FASHION LAW: CONVERSE FINALLY SUES SNEAKER COPYCATS
Converse “Connectivity” Ad Campaign by Anomaly
I think we’ve all been awaiting the day the definitive All-Star giant would crack down on its impostors. It isn’t an exaggeration to coin near century-old Converse as one of the most iconic footwear brands in history. Originally created to make basketball shoes in 1918, the canvas Chuck Taylor’s have been integrated into and defined so many niches throughout American history that the national psyche automatically associates the rubber toecap and bumper to the (since 2003) Nike subsidiary.

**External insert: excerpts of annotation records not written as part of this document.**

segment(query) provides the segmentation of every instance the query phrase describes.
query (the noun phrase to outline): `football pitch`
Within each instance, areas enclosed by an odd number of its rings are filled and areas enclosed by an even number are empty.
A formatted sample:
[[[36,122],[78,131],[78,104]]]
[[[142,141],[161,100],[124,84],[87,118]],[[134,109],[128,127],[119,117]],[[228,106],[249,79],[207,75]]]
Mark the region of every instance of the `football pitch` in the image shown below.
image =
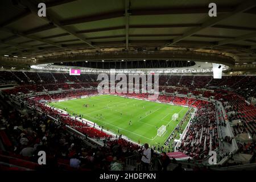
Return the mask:
[[[189,109],[114,95],[99,95],[49,105],[60,109],[67,108],[71,115],[72,113],[82,115],[84,118],[103,126],[104,129],[117,135],[122,134],[136,143],[156,146],[164,146]],[[172,121],[175,113],[179,113],[179,117]],[[168,127],[165,134],[159,136],[157,130],[162,125]]]

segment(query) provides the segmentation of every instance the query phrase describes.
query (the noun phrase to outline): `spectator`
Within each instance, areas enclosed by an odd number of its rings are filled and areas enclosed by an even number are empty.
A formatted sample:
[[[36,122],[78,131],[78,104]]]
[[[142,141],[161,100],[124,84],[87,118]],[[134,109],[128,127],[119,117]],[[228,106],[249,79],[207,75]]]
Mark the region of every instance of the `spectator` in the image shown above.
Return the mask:
[[[110,164],[110,171],[122,171],[123,167],[120,162],[117,160],[117,157],[114,157],[113,162]]]
[[[141,159],[142,171],[148,171],[148,167],[151,158],[151,151],[150,148],[148,148],[148,144],[145,143],[144,146],[145,149],[144,150]]]

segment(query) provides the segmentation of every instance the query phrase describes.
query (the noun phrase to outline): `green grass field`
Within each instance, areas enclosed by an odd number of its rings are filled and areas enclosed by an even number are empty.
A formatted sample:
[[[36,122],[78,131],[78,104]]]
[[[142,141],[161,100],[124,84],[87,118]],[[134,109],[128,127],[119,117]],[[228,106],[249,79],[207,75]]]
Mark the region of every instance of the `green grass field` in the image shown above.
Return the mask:
[[[83,107],[84,104],[89,106]],[[188,110],[188,107],[180,106],[113,95],[93,96],[51,103],[49,105],[61,109],[67,107],[68,112],[82,114],[84,118],[103,126],[105,129],[108,128],[117,135],[122,134],[135,142],[148,143],[151,146],[159,144],[160,146],[164,145]],[[179,114],[179,118],[171,121],[175,113]],[[165,134],[157,136],[156,127],[168,125]]]

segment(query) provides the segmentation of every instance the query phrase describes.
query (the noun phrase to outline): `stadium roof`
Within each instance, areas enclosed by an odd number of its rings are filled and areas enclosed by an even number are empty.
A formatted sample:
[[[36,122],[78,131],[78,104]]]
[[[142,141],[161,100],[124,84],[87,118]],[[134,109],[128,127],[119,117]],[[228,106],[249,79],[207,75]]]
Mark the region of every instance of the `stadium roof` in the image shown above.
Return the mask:
[[[217,16],[209,17],[212,1],[2,0],[1,61],[14,64],[4,60],[5,55],[22,58],[27,65],[70,61],[74,60],[63,60],[67,54],[110,51],[125,52],[122,58],[117,56],[121,60],[143,59],[141,51],[157,50],[156,57],[144,59],[164,59],[170,56],[159,56],[166,54],[159,52],[164,50],[186,51],[192,59],[195,52],[230,56],[220,59],[229,65],[255,64],[256,1],[216,0]],[[38,15],[41,2],[46,4],[47,17]],[[135,56],[127,56],[133,52]],[[54,59],[56,55],[63,60]],[[38,61],[28,61],[31,57]]]

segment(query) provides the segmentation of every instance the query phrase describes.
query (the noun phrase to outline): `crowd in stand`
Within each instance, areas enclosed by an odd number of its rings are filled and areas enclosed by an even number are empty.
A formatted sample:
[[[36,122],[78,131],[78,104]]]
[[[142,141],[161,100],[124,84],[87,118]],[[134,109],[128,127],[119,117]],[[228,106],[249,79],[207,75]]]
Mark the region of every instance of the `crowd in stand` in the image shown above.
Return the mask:
[[[9,141],[6,150],[0,151],[0,160],[10,164],[37,170],[122,170],[125,158],[141,150],[122,139],[106,142],[104,147],[93,147],[68,131],[65,124],[71,122],[67,118],[58,123],[44,112],[22,112],[13,105],[5,104],[0,109],[0,124],[5,128],[1,134]],[[72,126],[77,127],[78,123],[74,124],[74,121]],[[46,166],[37,164],[39,151],[47,154]]]
[[[212,104],[202,100],[197,100],[194,105],[197,110],[177,150],[200,159],[218,147],[216,109]]]
[[[233,79],[233,77],[236,78]],[[14,89],[5,90],[5,92],[8,94],[28,93],[31,91],[40,92],[44,89],[51,91],[60,88],[63,90],[82,89],[82,87],[89,88],[98,85],[96,75],[92,74],[75,77],[61,73],[0,72],[0,82],[11,81],[16,82],[20,86]],[[213,96],[222,103],[226,102],[224,106],[230,106],[225,109],[226,113],[234,111],[229,115],[229,121],[240,121],[240,123],[232,125],[234,135],[248,133],[252,136],[255,134],[256,109],[254,106],[245,103],[244,98],[237,93],[245,98],[255,97],[256,92],[254,90],[256,86],[255,83],[255,76],[224,76],[222,79],[215,80],[212,79],[211,76],[161,76],[159,81],[160,90],[166,93],[177,92],[180,94],[187,94],[191,92],[195,95],[202,94],[205,97]],[[171,88],[169,86],[176,87]],[[214,91],[196,90],[197,88],[209,86],[229,87],[234,90],[230,92],[219,89],[214,89]],[[33,100],[27,99],[26,101],[35,104],[39,100],[57,100],[93,94],[97,92],[96,90],[84,89],[79,92],[68,90],[54,94],[47,92],[45,94],[35,96]],[[126,95],[143,98],[148,96],[147,93]],[[209,150],[219,147],[220,139],[215,119],[216,108],[213,104],[201,100],[175,95],[160,94],[158,100],[164,102],[192,105],[197,108],[195,117],[192,120],[180,146],[177,148],[178,150],[194,159],[201,159],[208,155]],[[49,164],[50,167],[58,166],[59,168],[62,166],[63,168],[109,170],[113,166],[121,169],[123,158],[134,154],[141,149],[139,146],[121,139],[112,141],[110,139],[110,136],[89,127],[86,123],[61,117],[53,108],[45,106],[43,104],[37,105],[40,106],[42,114],[35,110],[24,114],[13,109],[6,111],[5,108],[2,108],[1,125],[6,129],[4,133],[1,131],[0,136],[5,138],[6,136],[7,136],[9,139],[10,142],[6,142],[5,143],[7,151],[11,154],[9,155],[13,155],[15,158],[35,162],[36,152],[39,150],[45,150],[50,154],[49,159],[52,162]],[[55,117],[59,122],[56,123],[47,114]],[[182,125],[182,123],[181,124]],[[220,123],[220,125],[225,123]],[[82,139],[67,132],[65,125],[86,136],[105,138],[106,142],[104,147],[96,148],[88,147]],[[231,143],[232,139],[226,136],[223,140]],[[55,146],[55,143],[58,144]],[[238,147],[240,151],[250,154],[254,150],[253,143],[238,143]],[[62,162],[59,162],[60,160]]]

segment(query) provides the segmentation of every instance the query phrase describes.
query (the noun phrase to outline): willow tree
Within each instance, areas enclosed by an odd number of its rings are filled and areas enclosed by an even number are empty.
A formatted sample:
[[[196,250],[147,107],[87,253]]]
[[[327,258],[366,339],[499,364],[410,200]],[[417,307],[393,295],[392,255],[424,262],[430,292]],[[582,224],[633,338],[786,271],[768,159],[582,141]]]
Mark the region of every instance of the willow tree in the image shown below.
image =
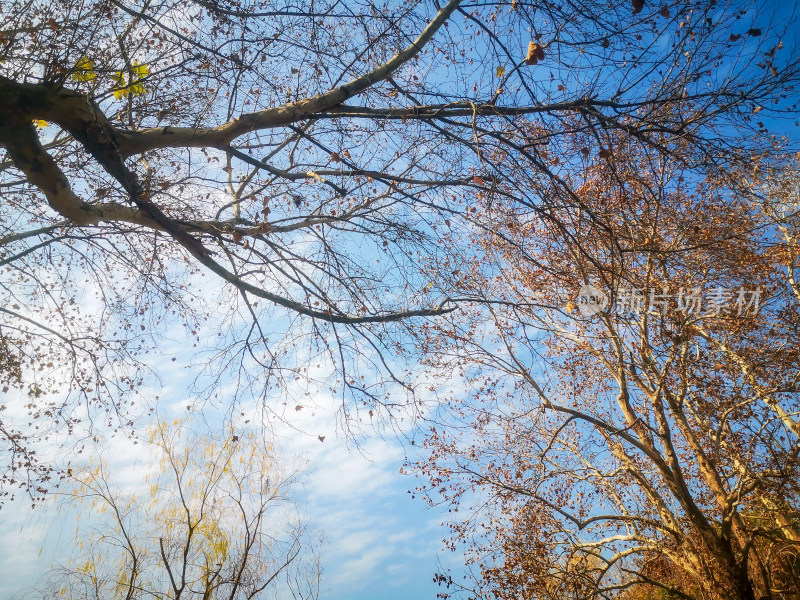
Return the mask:
[[[485,200],[476,302],[421,332],[469,382],[425,493],[469,515],[478,597],[797,597],[796,165],[698,181],[615,142],[577,201],[517,174],[552,219]]]
[[[508,177],[500,150],[567,192],[578,134],[585,157],[680,144],[702,174],[763,150],[742,131],[797,77],[791,15],[739,0],[1,10],[3,478],[35,495],[42,432],[87,407],[132,426],[173,313],[248,394],[317,377],[373,411],[411,379],[403,323],[455,309],[420,267]]]

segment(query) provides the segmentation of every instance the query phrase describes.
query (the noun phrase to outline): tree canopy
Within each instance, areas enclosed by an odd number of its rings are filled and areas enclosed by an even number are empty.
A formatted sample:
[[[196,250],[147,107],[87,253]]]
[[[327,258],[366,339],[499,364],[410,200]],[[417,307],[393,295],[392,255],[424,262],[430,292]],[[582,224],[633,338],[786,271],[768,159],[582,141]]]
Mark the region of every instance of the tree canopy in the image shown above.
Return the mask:
[[[297,380],[334,390],[346,423],[427,411],[423,371],[477,385],[451,415],[477,427],[474,460],[505,462],[454,481],[510,494],[497,564],[546,562],[503,571],[521,587],[485,564],[498,593],[739,578],[731,597],[769,596],[784,566],[762,551],[796,541],[775,533],[796,507],[796,34],[789,7],[745,0],[5,2],[3,493],[47,493],[48,438],[138,427],[179,322],[197,393],[231,412]],[[565,309],[589,284],[616,302],[748,279],[773,298],[756,320]],[[542,383],[556,373],[569,402]],[[464,450],[443,440],[434,482]],[[578,540],[590,496],[633,516]],[[535,556],[531,513],[558,538]],[[680,573],[645,568],[654,552]]]

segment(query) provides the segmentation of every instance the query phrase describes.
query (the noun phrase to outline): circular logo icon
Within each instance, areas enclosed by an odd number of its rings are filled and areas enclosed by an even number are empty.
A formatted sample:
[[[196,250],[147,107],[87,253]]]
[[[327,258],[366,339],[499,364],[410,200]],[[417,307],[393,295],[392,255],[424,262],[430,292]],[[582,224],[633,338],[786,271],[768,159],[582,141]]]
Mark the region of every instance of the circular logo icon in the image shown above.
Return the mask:
[[[587,283],[578,290],[575,302],[584,317],[593,317],[608,308],[608,294],[599,287]]]

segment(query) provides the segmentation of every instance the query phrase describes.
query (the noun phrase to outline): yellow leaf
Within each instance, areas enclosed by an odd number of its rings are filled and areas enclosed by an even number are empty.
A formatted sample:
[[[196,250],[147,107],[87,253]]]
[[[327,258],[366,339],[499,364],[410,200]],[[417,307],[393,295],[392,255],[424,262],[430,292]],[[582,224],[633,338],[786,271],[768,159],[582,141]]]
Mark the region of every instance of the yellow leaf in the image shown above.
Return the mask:
[[[133,67],[131,67],[131,72],[134,74],[136,79],[144,79],[148,75],[150,75],[150,69],[147,65],[140,65],[138,62],[133,61]]]

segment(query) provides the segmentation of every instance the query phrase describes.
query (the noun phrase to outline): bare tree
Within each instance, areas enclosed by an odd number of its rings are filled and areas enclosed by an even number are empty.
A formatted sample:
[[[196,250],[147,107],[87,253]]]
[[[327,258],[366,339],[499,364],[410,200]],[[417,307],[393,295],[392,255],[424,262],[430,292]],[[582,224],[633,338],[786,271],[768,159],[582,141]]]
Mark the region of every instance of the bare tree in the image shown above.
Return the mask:
[[[548,218],[481,207],[471,318],[420,332],[469,382],[427,496],[466,504],[482,597],[794,598],[796,166],[697,180],[612,139],[575,196],[527,175]]]

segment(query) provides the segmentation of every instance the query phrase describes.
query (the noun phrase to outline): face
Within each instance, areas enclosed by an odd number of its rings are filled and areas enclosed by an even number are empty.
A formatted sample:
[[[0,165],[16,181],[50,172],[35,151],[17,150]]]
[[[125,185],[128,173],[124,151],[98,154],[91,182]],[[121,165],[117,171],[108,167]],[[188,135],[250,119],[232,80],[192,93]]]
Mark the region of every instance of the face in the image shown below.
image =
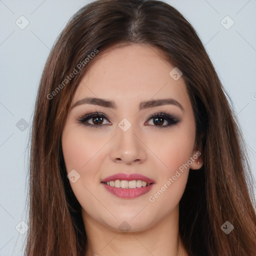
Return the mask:
[[[133,45],[100,54],[63,130],[67,172],[84,218],[142,230],[178,210],[190,168],[202,166],[192,108],[182,76],[157,49]]]

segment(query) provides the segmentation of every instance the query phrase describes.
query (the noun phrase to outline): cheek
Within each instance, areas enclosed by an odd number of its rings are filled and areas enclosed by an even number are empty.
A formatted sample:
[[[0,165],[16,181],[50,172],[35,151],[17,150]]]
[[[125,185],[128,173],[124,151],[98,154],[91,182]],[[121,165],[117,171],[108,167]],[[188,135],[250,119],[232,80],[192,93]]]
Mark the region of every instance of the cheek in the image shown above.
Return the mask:
[[[99,158],[102,157],[104,150],[100,150],[100,154],[98,153],[104,142],[96,136],[88,136],[82,128],[78,129],[74,125],[72,126],[70,125],[64,129],[62,140],[67,172],[75,169],[82,174],[92,163],[96,170],[97,163],[100,162]],[[96,158],[98,161],[95,161]]]

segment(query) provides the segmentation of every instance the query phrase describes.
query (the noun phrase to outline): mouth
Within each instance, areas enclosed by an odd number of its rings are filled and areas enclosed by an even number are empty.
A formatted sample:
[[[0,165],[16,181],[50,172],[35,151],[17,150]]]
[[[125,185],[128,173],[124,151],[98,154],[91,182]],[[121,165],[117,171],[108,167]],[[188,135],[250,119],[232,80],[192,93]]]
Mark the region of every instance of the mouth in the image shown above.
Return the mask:
[[[142,187],[144,188],[145,186],[148,186],[152,184],[154,184],[153,182],[147,183],[146,182],[141,180],[110,180],[110,182],[102,183],[104,183],[110,186],[122,189],[132,189]]]
[[[156,182],[138,174],[117,174],[103,180],[101,184],[114,196],[132,199],[148,193]]]

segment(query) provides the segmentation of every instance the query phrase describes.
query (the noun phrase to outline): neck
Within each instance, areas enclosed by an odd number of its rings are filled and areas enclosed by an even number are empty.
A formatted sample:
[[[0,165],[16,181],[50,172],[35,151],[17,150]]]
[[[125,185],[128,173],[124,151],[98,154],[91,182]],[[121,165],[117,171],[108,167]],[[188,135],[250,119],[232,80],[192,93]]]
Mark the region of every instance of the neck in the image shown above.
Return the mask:
[[[178,206],[154,226],[126,233],[100,223],[82,209],[82,212],[88,238],[86,256],[188,255],[178,234]]]

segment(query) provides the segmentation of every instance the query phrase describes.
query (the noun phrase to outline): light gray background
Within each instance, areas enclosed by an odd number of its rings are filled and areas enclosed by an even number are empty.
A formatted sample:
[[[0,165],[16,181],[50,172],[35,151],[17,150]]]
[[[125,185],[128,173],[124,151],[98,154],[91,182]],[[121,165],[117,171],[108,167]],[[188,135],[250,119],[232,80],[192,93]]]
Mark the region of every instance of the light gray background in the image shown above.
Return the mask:
[[[26,234],[16,226],[26,228],[20,222],[26,222],[28,145],[43,66],[68,20],[90,2],[0,0],[1,256],[22,255]],[[204,44],[233,102],[256,178],[256,0],[166,2],[188,20]],[[24,30],[16,24],[22,16],[30,22]],[[234,22],[228,30],[220,22],[226,16]],[[232,22],[222,22],[226,27]],[[21,118],[29,124],[23,132],[16,126]]]

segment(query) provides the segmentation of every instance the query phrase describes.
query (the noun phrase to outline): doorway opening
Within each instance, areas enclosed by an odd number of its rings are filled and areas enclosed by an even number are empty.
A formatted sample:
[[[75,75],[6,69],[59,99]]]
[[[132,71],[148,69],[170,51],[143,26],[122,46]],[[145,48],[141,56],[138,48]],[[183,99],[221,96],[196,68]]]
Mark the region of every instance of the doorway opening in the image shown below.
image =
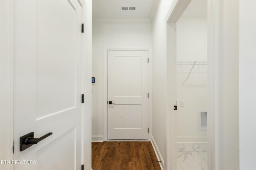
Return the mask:
[[[166,20],[167,168],[207,170],[207,1],[177,0]]]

Naturally with such a large following from skaters to rebels, Converse’s coveted Chuck Taylor design would be ripped off by other retailers churning out watered-down versions for lower prices. Pilfering the rubber topper designs, department stores like Walmart and Kmart, and sneaker companies like Skechers are being targeted for trademark infringement as well as 31 other companies. Since Tuesday October 14th, Converse has filed 22 separate lawsuits in the United States District Court in Brooklyn. In addition to suing for monetary damages, Converse will register a complaint to the International Trade Commission to prevent any shoes considered counterfeit from entering the country.
The classic All-Stars start at $50 while Wal-Mart’s “Stinson Oxford Lace-up” shoes go for a mere $12.93. Almost virtually indistinguishable, a plucky parent would probably spring for the imitation pair. “The goal really is to stop this action,” said Jim Calhoun, the Converse chief executive, to the New York Times.